Institutional demand spurs framework

The report, authored by Bitwise Chief Investment Officer Matt Hougan, is targeted at large platforms and professional allocators that are increasingly treating bitcoin as a “core” portfolio consideration.

Hougan notes that the shift follows the launch and widespread approval of spot bitcoin exchange-traded funds (ETFs), which have opened the asset class to mainstream retirement accounts and wealth platforms.

Interest in long-term planning has grown markedly.

Hougan said Bitwise received a dozen requests this year for long-term assumptions around bitcoin, compared with none between 2017 and 2024.

In his view, this marks an inflection point: institutions are now evaluating bitcoin in the same way they assess equities, bonds, and other traditional assets.

Favourable comparisons with traditional markets

While the full report is yet to be published, the preview states that bitcoin’s projected returns, volatility profile, and correlations compare favourably with established asset classes.

Bitwise characterises bitcoin’s correlations with other major assets as “low”, falling between −0.5 and 0.5, which many allocators value for diversification benefits.

The asset manager’s positioning of bitcoin’s outlook draws parallels with annual capital-market forecasts issued by large Wall Street firms such as JPMorgan, PIMCO, BlackRock, and Vanguard.

These outlooks help institutions determine long-term strategic allocations across asset classes including equities, fixed income, real estate, and alternatives.

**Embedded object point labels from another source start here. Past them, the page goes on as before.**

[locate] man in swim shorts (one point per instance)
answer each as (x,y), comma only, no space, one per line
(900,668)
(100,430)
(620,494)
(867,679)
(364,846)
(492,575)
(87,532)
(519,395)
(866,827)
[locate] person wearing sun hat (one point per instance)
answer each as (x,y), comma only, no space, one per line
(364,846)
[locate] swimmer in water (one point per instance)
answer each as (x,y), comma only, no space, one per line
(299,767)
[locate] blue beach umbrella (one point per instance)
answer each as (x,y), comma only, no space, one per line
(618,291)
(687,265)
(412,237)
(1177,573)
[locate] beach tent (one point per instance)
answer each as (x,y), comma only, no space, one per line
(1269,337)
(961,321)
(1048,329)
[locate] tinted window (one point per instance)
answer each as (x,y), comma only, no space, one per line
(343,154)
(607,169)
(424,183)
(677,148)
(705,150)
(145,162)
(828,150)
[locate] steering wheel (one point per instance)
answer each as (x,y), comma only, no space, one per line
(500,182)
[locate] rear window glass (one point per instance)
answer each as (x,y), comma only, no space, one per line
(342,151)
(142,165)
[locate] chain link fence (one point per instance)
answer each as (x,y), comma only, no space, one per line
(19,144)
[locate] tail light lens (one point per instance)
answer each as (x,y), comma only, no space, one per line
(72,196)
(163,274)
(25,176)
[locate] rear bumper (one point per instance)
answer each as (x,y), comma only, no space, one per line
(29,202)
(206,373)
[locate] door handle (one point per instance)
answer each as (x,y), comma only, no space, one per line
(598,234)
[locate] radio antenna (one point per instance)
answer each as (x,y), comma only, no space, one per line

Hougan argues that similar guidance is now warranted for digital assets, given their growing maturity and integration into mainstream investment products.

Growing Onchain and corporate holdings

Since spot bitcoin ETFs launched in January 2024, they have quickly gained traction.

On-chain holdings tied to these ETFs have grown to represent almost 7% of bitcoin’s fixed 21 million supply, with assets under management exceeding $146 billion, according to data from The Block.

Corporate treasuries have also expanded their exposure.

Publicly traded companies, led by MicroStrategy with a holding of 629,376 BTC, have collectively accumulated more than $80 billion worth of bitcoin.

These acquisitions have been financed largely through capital market activities, including equity offerings and convertible debt issuance.

Bitwise’s full Bitcoin Long-Term Capital Market Assumptions report is expected later this week.

It will provide detailed methodology and quantitative analysis, alongside side-by-side comparisons with forecasts for traditional asset classes from leading global asset managers.

For Bitwise, the release marks a bid to position bitcoin within the same framework used for decades to evaluate traditional investments.

For institutions, it reflects a growing acceptance of bitcoin not as a speculative play, but as a serious allocation option with defined risk and return expectations.